Molecular Vision 2012; 18:455-464 <http://www.molvis.org/molvis/v18/a49>
Received 8 January 2012 | Accepted 10 February 2012 | Published 14 February 2012

Amelioration of ultraviolet-induced photokeratitis in mice treated with astaxanthin eye drops

Anton Lennikov,1 Nobuyoshi Kitaichi,1,2,3 Risa Fukase,1 Miyuki Murata,1,2 Kousuke Noda,1 Ryo Ando,1 Takeshi Ohguchi,1 Tetsuya Kawakita,4 Shigeaki Ohno,2 Susumu Ishida1

1Laboratory of Ocular Cell Biology and Visual Science, Department of Ophthalmology, Hokkaido University Graduate School of Medicine, Sapporo, Japan; 2Department of Ocular Inflammation and Immunology, Hokkaido University Graduate School of Medicine, Sapporo, Japan; 3Department of Ophthalmology, Health Sciences University of Hokkaido, Sapporo, Japan; 4Department of Ophthalmology, Keio University, School of Medicine, Tokyo, Japan

Correspondence to: Nobuyoshi Kitaichi, M.D., Ph.D., Department of Ocular Inflammation and Immunology, Hokkaido University Graduate School of Medicine, Kita-15, Nishi-7, Kita-ku, Sapporo 060-8638, Japan; Phone: +81-11-706-5944; FAX: +81-11-706-5948; email: nobukita@med.hokudai.ac.jp

Abstract

Purpose: Ultraviolet (UV) acts as low-dose ionizing radiation. Acute UVB exposure causes photokeratitis and induces apoptosis in corneal cells. Astaxanthin (AST) is a carotenoid, present in seafood, that has potential clinical applications due to its high antioxidant activity. In the present study, we examined whether topical administration of AST has preventive and therapeutic effects on UV-photokeratitis in mice.

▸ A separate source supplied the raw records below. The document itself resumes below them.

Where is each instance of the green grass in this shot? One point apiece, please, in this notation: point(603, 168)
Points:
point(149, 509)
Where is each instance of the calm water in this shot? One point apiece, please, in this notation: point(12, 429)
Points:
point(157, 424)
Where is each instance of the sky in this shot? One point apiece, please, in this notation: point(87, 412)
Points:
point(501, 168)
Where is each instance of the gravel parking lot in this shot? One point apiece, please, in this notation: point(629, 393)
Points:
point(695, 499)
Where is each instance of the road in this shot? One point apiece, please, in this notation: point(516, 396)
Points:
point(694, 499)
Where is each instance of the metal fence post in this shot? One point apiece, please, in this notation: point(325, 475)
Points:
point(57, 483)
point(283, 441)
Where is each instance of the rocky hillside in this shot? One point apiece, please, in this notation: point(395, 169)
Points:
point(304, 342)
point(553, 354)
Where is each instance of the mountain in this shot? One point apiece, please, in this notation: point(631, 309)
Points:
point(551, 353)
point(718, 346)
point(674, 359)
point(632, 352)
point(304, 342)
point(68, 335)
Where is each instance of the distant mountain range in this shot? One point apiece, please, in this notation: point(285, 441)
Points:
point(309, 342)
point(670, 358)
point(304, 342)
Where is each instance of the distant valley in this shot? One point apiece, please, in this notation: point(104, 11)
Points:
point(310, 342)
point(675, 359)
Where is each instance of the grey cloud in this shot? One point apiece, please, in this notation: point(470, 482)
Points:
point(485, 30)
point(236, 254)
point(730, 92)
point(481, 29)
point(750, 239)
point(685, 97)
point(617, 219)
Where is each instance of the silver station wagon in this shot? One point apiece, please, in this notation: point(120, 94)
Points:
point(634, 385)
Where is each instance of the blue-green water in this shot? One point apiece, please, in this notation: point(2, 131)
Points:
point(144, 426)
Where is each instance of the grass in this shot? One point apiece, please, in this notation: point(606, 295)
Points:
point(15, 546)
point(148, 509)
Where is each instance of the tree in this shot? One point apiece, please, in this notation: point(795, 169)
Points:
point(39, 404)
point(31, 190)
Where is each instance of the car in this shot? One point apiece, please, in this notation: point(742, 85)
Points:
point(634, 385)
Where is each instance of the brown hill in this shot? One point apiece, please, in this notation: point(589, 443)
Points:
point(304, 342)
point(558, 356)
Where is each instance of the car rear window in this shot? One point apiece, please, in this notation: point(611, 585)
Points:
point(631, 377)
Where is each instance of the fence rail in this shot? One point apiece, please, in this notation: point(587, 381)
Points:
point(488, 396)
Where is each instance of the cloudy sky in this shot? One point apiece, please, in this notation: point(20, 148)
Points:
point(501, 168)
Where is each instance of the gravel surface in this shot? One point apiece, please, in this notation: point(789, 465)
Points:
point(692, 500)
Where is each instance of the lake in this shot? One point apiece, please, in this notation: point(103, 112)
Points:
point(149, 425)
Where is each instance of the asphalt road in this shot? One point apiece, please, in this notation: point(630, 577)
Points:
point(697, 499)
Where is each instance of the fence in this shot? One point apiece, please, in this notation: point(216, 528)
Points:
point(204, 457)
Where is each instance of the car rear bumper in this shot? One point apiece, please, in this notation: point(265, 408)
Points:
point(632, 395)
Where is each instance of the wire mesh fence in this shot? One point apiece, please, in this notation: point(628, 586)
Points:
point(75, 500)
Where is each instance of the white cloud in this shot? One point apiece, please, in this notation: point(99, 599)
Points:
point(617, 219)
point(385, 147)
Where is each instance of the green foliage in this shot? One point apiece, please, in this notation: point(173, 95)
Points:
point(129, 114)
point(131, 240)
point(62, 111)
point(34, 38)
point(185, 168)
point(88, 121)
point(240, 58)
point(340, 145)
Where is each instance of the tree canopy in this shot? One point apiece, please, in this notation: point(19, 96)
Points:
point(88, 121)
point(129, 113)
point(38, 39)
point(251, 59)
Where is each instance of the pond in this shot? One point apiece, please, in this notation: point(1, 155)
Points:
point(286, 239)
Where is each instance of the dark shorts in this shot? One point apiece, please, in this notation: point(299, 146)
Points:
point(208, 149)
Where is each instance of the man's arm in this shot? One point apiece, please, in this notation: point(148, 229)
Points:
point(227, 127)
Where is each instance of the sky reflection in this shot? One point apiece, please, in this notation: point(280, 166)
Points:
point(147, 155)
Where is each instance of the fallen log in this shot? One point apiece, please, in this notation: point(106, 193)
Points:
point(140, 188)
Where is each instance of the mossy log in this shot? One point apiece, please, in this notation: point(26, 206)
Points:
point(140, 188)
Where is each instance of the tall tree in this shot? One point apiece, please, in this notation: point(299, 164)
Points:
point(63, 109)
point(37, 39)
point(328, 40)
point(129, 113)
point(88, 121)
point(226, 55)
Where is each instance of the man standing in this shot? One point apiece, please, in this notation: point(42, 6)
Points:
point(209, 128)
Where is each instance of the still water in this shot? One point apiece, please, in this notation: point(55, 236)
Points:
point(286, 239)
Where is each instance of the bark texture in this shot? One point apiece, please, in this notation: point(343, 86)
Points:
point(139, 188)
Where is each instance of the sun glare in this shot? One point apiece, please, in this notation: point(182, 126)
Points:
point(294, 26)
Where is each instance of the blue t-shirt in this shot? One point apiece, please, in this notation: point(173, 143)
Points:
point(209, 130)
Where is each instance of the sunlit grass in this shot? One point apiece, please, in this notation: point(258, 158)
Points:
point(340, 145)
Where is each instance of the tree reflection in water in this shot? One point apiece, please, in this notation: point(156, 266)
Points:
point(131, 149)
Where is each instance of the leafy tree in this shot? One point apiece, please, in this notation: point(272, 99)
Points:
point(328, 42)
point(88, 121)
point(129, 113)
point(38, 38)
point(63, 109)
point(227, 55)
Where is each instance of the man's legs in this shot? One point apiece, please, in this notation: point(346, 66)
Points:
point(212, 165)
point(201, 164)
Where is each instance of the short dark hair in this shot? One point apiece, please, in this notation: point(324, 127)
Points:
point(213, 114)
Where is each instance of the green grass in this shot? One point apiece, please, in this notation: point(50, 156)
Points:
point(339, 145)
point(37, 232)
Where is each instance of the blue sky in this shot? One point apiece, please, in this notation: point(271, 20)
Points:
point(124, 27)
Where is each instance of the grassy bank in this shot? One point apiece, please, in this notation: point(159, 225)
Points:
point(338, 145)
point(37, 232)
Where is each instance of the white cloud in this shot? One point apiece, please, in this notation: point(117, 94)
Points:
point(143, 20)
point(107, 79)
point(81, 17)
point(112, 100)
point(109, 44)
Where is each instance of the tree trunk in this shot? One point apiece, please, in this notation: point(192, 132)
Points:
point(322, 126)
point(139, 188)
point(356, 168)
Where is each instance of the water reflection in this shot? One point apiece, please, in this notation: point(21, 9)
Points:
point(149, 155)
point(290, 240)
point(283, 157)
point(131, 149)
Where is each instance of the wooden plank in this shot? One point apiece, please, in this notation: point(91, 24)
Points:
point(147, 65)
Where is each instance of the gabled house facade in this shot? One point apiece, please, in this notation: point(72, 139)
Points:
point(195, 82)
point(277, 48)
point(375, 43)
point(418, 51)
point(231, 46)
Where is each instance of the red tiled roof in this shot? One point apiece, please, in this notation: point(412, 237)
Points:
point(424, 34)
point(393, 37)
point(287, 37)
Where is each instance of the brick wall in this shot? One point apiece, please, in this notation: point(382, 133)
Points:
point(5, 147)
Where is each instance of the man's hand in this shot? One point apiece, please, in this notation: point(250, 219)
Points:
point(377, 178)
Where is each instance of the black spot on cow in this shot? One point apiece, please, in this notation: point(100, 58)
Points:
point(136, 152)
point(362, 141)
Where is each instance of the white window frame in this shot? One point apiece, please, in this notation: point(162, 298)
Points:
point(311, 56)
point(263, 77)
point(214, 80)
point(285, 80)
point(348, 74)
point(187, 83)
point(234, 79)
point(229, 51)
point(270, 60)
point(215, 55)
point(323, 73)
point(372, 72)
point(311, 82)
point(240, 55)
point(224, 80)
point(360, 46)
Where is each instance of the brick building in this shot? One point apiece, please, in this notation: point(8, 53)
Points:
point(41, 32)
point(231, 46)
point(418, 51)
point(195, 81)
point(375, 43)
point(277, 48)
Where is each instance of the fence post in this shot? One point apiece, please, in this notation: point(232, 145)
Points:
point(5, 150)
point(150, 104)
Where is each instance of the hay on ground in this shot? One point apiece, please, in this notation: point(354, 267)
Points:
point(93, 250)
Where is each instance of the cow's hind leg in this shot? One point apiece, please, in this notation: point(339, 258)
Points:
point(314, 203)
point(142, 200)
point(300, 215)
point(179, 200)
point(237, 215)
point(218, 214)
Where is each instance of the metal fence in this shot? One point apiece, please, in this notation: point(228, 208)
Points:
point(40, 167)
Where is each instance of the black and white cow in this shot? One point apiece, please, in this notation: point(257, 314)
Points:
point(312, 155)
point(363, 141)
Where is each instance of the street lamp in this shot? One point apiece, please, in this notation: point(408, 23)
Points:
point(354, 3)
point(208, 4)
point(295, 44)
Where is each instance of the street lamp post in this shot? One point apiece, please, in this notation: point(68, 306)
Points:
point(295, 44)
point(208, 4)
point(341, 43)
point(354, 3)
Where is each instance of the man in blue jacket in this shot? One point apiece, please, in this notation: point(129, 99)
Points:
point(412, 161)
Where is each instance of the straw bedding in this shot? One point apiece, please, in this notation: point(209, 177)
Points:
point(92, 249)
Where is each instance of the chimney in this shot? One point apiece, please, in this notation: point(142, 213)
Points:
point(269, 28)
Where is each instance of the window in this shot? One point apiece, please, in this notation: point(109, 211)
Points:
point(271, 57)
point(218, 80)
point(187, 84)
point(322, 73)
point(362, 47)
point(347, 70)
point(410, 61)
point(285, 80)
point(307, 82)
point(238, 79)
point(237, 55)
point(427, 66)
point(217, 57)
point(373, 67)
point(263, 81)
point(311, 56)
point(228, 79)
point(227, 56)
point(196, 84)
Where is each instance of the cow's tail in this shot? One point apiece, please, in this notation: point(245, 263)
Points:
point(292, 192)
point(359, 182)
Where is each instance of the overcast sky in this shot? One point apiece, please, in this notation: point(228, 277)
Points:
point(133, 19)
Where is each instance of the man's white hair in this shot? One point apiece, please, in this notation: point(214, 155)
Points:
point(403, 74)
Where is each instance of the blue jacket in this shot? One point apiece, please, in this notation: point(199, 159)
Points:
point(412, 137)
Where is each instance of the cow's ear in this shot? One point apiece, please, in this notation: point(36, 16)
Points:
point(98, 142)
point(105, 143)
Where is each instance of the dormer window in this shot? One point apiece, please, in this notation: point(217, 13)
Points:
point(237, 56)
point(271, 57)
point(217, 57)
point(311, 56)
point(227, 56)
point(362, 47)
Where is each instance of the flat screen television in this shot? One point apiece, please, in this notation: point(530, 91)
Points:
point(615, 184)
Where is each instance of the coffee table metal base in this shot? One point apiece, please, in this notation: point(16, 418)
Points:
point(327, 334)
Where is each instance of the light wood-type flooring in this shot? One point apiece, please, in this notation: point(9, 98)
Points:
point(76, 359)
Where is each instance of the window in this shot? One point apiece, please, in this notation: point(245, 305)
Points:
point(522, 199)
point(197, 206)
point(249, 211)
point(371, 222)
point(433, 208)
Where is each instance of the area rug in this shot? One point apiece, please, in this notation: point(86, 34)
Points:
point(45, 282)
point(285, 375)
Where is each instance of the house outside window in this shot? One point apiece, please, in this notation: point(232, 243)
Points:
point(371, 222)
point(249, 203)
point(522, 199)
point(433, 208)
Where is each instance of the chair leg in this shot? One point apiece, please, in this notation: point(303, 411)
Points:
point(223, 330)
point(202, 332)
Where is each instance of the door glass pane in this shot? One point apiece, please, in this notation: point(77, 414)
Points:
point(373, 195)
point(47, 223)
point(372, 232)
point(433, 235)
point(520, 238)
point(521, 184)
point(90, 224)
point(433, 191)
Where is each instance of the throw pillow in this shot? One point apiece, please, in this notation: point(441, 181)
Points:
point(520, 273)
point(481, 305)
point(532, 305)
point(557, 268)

Methods: C57BL/6 mice were administered with AST diluted in polyethylene glycol (PEG) in instillation form (15 μl) to the right eye. Left eyes were given vehicle alone as controls. Immediately after the instillation, the mice, under anesthesia, were irradiated with UVB at a dose of 400 mJ/cm2. Eyeballs were collected 24 h after irradiation and stained with H&E and TUNEL. In an in vitro study, mouse corneal epithelial (TKE2) cells were cultured with AST before UV exposure to quantify the UV-derived cytotoxicity.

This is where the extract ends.